In St. Pete it is FGCI.com

I believe they sell Nida Core but not sure.  They also have another shop that might be closer to you in Stuart (call and get address). edit: I think Stuart - it is near the American Marine where ship shape tv is filmed.

The Polyumac can be had in Lakeland.  Call them and ask if they have retailer in O'town.

Poly is virtually the same as Nida but with a much friendlier sticker price.


----------



## tomahawk (Mar 9, 2012)

E-boat out of Vero Beach sells Nida. http://boatbuildercentral.com/products.php?cat=30

FG Supply Depot in Ft. Pierce carries Plascore which is basically the same stuff. https://fiberglasssupplydepot.com/Plascore-Board-for-Boat-Building.html

There has to be somewhere closer to you that sells it or its equivalent.


----------



## trplsevenz (Oct 29, 2012)

$100 for a sheet of 1/2" nidacore is a total ripoff. You can get 1/2 divinylcell for $15 more.


----------



## mudd_minnow (Oct 13, 2010)

Hey everyone,
Thanks for the input. I found some closed cell foam used in the commercial building products. I called the manufacture (DOW) about the product Styrofoam Cavitymate Insulation. They said it was closed cell foam board used in the boating industry. I believe I have a way to glue the product down and fill the voids between the gaps under the floor . Per the manufacture, The foam board will melt at high temps but, I'll try it out on an extra piece for a test and let you guys about it. I'll send pics soon. 


Buck Wild, 
Where can I get the stuff? 



I might be making a trip to vero beach or Saint Pete Tuesday. 

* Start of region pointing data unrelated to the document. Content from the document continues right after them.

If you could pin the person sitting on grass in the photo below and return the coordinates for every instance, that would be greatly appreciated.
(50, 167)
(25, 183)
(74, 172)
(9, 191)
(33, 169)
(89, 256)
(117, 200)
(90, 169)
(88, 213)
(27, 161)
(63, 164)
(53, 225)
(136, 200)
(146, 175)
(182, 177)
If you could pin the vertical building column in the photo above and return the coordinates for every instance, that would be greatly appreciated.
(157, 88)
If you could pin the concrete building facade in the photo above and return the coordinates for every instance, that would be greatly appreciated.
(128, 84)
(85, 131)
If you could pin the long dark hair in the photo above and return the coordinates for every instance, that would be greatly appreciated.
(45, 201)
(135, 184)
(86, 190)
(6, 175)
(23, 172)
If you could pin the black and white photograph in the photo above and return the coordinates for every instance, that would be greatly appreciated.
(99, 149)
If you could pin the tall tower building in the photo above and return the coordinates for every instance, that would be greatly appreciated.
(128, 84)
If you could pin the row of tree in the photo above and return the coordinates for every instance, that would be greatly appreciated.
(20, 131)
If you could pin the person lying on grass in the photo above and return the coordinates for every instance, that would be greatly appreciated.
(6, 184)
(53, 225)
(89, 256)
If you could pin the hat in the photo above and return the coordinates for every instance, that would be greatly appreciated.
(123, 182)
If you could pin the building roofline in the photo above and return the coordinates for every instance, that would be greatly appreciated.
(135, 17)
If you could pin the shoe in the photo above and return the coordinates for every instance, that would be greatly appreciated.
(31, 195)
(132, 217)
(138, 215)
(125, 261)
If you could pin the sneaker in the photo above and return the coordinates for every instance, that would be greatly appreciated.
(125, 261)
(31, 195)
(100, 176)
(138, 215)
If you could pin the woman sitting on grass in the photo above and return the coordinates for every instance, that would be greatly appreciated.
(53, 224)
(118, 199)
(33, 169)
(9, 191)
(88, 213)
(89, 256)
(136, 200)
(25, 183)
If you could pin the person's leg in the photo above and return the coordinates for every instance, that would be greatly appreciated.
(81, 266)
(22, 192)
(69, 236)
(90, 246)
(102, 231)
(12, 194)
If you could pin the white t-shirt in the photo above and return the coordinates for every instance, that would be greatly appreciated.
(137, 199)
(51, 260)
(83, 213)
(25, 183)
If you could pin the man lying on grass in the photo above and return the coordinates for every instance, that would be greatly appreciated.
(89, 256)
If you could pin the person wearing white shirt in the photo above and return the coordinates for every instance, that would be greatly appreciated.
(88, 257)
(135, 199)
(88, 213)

Thanks again for all the input


----------



## NoeSmyrnaBch (Aug 19, 2013)

Ordered mine for $70/sheet at Higgs in Holly Hill (just north of Daytona). They get it from St. Pete (probably FGCI). I got 1/2" and 1/4" for my build. Keep in mind its 4x7, not 4x8 (at least what I bought was)


----------



## trplsevenz (Oct 29, 2012)

I get my stuff from advanced plastics. Not sure if they are in your area, but there should be another supplier that isnt boning you for 100$ a sheet for 1/2 honeycomb


----------